Genetic Counseling Referral Rates in Long-Term Survivors of Triple-Negative Breast Cancer

Background: Inherited BRCA gene mutations (pathogenic variants) cause 10% of breast cancers. BRCA pathogenic variants predispose carriers to triple-negative breast cancer (TNBC); around 30% of patients with TNBC carry BRCA pathogenic variants. The 2018 NCCN Guidelines for Genetic/Familial High-Risk Assessment: Breast and Ovarian recommend genetic counseling referrals for patients with TNBC diagnosed at age ≤60 years. This study sought to describe genetic counseling referral patterns among long-term TNBC survivors at The University of Texas MD Anderson Cancer Center. Methods: This single-institution retrospective analysis of female long-term (disease-free for ≥5 years) TNBC survivors sought to determine the rate of genetic counseling referral among patients diagnosed at age ≤60 years between 1992 and 2008. Patients who underwent treatment and surveillance visits at our institution and were followed until 2017 were included.
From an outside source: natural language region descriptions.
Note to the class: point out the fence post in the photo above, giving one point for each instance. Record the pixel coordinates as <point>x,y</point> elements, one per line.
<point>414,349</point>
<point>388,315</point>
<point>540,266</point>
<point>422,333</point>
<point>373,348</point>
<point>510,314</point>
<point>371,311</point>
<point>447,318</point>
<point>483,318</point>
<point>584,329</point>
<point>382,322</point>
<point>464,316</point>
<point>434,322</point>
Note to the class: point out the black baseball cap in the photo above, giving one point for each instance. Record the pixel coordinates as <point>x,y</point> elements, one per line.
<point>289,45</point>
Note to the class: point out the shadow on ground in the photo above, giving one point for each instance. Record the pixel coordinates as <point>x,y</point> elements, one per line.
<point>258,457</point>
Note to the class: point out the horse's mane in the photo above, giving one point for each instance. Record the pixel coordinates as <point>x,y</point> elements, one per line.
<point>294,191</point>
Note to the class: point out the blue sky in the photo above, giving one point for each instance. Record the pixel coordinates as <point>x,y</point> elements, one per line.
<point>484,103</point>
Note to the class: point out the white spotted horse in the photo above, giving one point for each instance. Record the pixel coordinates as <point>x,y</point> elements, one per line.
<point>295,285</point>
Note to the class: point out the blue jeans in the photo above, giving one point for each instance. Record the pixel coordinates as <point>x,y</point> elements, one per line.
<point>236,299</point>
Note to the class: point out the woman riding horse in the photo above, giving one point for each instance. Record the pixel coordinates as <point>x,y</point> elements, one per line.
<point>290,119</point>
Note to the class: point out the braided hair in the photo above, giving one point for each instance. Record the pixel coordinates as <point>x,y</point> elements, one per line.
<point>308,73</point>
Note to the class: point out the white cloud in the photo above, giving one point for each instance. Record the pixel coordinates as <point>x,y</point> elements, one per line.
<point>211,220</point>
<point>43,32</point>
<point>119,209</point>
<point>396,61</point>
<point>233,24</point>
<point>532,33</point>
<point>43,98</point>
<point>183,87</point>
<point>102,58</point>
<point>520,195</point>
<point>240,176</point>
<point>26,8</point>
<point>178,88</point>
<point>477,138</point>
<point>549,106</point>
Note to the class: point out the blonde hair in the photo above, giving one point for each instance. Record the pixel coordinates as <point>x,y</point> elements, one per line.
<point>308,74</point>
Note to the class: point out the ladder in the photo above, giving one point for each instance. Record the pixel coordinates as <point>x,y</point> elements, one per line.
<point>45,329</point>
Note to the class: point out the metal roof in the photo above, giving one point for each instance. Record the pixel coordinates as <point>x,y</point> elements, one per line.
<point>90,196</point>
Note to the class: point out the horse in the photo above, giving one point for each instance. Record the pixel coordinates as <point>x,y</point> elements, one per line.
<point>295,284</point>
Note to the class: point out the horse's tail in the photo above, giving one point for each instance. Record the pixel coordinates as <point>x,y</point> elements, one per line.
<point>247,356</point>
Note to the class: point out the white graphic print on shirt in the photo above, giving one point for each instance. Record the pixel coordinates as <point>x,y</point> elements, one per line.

We collected BRCA pathogenic variant status among tested patients. Descriptive statistical methods and a univariate analysis were used to identify patient characteristics associated with genetic counseling referral. Results: We identified 646 female long-term TNBC survivors with a median age at diagnosis of 47 years. Of these, 245 (38%) received a recommendation for a genetic counseling referral. Among those referred, 156 (64%) underwent genetic testing, and 35% of those tested had BRCA pathogenic variants. Interestingly, among those referred, 20% declined genetic testing. The rate of genetic referrals improved over time, from 25% among TNBC survivors whose last surveillance visit was between 2011 and 2013 to 100% among those whose last surveillance visit was between 2014 or later. Younger age and premenopausal status at diagnosis and a family history of breast or ovarian cancer were associated with an increased rate of referral for genetic counseling. Conclusions: Among long-term TNBC survivors, the rate of referral to genetic counseling increased over time, and among those tested, 35% carried a BRCA pathogenic variant. Survivorship care provides an excellent opportunity to refer eligible patients for genetic counseling.